Row 1: Tracking Coverage
Shows how much usable tracking data exists for the current page and filters — total sessions, total interactions, and freshness of the most recent activity. Useful for sanity-checking that you're looking at a real signal rather than a thin sample.
Row 2: Page Analytics
Engagement gauges summarize how visitors are interacting with the page:
- Scroll Depth — average percentage of the page reached.
- Above Fold — share of interactions happening in the first viewport.
- Friction Rate — share of interactions that were rage / dead / error clicks (color-coded green / amber / red as it crosses thresholds).
Toggling Show advanced diagnostics reveals deeper page-behavior tiles, including Scroll Velocity (how fast users scroll on average) and Excessive Scroll (sessions where users scrolled abnormally fast or back-and-forth — a signal of confusion or searching for something).
Row 3: Event Type Breakdown
Breaks activity down by event type — clicks, views, rage clicks, dead clicks, error clicks, mouse-shake, swipes, double-taps, long-presses — and shows the top selector that drives each.
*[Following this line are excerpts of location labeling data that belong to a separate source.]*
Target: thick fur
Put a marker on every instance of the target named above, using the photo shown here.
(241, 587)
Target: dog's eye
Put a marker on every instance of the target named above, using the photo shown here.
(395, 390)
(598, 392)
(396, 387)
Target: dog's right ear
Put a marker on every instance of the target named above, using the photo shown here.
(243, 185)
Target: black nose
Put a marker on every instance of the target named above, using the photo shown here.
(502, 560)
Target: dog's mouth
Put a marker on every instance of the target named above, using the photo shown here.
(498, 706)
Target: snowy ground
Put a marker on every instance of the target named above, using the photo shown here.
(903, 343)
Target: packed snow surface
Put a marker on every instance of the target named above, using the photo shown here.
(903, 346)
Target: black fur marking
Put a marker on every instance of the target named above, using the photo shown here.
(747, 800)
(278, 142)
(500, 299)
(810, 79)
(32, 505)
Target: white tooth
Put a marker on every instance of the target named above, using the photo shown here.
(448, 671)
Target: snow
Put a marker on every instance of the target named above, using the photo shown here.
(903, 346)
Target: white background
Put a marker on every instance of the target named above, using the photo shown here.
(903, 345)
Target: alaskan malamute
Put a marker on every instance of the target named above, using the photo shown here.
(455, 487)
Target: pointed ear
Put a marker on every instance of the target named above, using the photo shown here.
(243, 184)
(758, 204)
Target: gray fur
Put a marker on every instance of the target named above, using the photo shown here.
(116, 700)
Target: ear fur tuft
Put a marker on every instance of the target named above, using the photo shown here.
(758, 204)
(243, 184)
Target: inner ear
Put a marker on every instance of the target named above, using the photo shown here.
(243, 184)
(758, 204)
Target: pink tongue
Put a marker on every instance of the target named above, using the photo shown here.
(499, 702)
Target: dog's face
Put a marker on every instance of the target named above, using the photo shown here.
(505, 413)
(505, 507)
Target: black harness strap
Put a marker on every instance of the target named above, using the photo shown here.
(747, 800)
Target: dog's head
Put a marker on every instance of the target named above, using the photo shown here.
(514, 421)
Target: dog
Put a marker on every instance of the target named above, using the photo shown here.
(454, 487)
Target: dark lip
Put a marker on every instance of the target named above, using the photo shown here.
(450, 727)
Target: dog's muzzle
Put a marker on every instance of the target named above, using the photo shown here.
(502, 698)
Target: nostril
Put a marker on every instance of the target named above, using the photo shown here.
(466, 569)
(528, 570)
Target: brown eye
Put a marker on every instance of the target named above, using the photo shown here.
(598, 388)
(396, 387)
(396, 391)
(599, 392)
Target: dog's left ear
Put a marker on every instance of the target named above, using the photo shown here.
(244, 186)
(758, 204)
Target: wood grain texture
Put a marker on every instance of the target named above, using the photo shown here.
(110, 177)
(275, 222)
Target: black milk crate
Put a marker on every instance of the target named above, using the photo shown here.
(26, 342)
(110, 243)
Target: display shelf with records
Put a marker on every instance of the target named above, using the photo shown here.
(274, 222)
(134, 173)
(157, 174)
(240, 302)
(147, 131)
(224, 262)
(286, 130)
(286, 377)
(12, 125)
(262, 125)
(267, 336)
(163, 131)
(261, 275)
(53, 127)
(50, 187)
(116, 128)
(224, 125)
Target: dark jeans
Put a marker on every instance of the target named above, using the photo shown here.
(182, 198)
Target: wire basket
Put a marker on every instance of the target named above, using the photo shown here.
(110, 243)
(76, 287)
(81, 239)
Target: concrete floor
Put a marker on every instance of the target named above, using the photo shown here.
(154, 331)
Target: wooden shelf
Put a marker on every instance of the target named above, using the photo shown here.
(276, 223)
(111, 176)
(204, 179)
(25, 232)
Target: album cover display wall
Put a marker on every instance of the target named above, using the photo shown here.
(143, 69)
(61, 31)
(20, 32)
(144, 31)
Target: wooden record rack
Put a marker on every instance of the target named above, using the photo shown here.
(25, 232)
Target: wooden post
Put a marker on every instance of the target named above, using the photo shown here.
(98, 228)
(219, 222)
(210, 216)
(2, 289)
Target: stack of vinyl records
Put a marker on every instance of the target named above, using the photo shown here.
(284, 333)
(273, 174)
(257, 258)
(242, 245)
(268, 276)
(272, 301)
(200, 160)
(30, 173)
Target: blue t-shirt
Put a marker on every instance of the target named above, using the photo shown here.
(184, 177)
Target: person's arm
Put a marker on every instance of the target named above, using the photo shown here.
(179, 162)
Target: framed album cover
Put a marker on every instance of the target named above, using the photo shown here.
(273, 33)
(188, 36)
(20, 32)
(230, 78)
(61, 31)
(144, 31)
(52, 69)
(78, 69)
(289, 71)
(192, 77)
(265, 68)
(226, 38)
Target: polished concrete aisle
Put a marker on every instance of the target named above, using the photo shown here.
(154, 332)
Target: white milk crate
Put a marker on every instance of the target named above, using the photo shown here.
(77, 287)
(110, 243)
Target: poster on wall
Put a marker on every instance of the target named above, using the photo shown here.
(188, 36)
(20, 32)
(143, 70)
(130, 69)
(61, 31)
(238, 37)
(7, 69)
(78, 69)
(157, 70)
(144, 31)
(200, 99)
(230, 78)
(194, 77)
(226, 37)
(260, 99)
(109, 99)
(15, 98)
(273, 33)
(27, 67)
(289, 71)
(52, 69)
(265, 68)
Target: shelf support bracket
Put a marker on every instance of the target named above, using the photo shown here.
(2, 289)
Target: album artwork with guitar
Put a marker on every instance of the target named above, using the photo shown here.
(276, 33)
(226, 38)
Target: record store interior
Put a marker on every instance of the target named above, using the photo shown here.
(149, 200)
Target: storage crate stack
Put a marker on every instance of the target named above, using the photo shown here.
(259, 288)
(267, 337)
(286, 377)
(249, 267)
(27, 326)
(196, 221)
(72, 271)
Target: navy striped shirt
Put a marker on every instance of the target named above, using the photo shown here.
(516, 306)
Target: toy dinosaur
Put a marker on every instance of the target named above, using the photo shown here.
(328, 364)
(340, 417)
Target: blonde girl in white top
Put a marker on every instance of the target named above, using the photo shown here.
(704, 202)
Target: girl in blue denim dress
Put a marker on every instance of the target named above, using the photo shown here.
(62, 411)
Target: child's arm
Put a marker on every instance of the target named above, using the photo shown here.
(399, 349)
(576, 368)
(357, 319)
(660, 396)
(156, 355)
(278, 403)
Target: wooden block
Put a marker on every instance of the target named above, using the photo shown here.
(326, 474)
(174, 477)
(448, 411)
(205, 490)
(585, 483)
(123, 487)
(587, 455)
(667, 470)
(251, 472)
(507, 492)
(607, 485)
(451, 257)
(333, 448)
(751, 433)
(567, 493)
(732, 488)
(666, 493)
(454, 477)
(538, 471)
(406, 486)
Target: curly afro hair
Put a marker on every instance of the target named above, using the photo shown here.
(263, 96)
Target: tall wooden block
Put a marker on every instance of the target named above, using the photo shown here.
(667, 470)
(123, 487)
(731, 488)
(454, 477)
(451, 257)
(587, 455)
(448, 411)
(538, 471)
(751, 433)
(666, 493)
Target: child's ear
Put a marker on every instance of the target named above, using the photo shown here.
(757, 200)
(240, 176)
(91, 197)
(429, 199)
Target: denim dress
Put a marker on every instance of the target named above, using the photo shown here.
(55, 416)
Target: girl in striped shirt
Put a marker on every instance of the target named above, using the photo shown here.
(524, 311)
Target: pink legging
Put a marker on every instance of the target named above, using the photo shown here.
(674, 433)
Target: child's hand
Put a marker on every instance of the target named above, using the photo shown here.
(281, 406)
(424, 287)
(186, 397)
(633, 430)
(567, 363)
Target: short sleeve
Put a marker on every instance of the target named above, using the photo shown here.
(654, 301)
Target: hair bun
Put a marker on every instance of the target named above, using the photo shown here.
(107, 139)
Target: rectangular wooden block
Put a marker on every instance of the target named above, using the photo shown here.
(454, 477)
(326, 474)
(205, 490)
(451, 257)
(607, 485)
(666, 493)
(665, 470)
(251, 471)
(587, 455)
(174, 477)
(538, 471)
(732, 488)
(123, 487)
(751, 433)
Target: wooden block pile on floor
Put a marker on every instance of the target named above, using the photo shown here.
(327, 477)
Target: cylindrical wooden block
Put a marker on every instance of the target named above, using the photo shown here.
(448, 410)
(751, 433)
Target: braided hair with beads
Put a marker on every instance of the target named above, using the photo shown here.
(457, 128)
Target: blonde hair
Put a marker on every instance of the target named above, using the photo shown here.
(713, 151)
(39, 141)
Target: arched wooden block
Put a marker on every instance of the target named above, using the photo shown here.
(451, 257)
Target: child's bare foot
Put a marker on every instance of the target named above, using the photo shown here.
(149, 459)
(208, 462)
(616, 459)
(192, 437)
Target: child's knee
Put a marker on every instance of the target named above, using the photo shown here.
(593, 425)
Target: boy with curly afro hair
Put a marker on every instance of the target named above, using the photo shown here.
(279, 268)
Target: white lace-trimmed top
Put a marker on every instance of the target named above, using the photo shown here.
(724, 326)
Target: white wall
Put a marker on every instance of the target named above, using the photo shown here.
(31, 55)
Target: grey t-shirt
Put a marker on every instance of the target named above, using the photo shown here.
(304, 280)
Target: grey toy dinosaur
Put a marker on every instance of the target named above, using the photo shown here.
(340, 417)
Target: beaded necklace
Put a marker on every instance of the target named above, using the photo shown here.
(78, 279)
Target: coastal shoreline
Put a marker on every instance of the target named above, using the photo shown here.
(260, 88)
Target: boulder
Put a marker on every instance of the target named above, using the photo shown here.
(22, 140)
The collapsed view shows the most common event types; Show all expands the full list so users can audit even rare gestures.
It helps users quickly tell whether a page is showing healthy engagement or signs of confusion.
Raw Diagnostics
This is the troubleshooting layer of the Heatmaps page, intended for users who want to inspect recent interaction data row-by-row instead of relying only on summaries and overlays. Each table has its own device filter (All / Desktop / Tablet / Mobile) and sortable columns, so users can isolate exactly the slice they're investigating without changing the page-level filters above.
Row 1: Click Events
Shows recent click-level activity for the selected page — timestamp, event type, the clicked element, the device it happened on, scroll position, and an above-the-fold flag. Users can sort by time, type, or click count, and open a row to inspect element-level details.
Row 2: Scroll Sessions
Shows recent scroll-session data — timestamp, max depth reached, scroll velocity, and device. It helps users understand how deeply visitors scroll, how quickly they move, and whether scrolling behavior looks normal or excessive.
Good Help-Guide Positioning
"Heatmaps show where visitors click, where they hit friction, and how far they scroll on each tracked page — so you can spot high-attention areas, confusing elements, and content that visitors aren't reaching."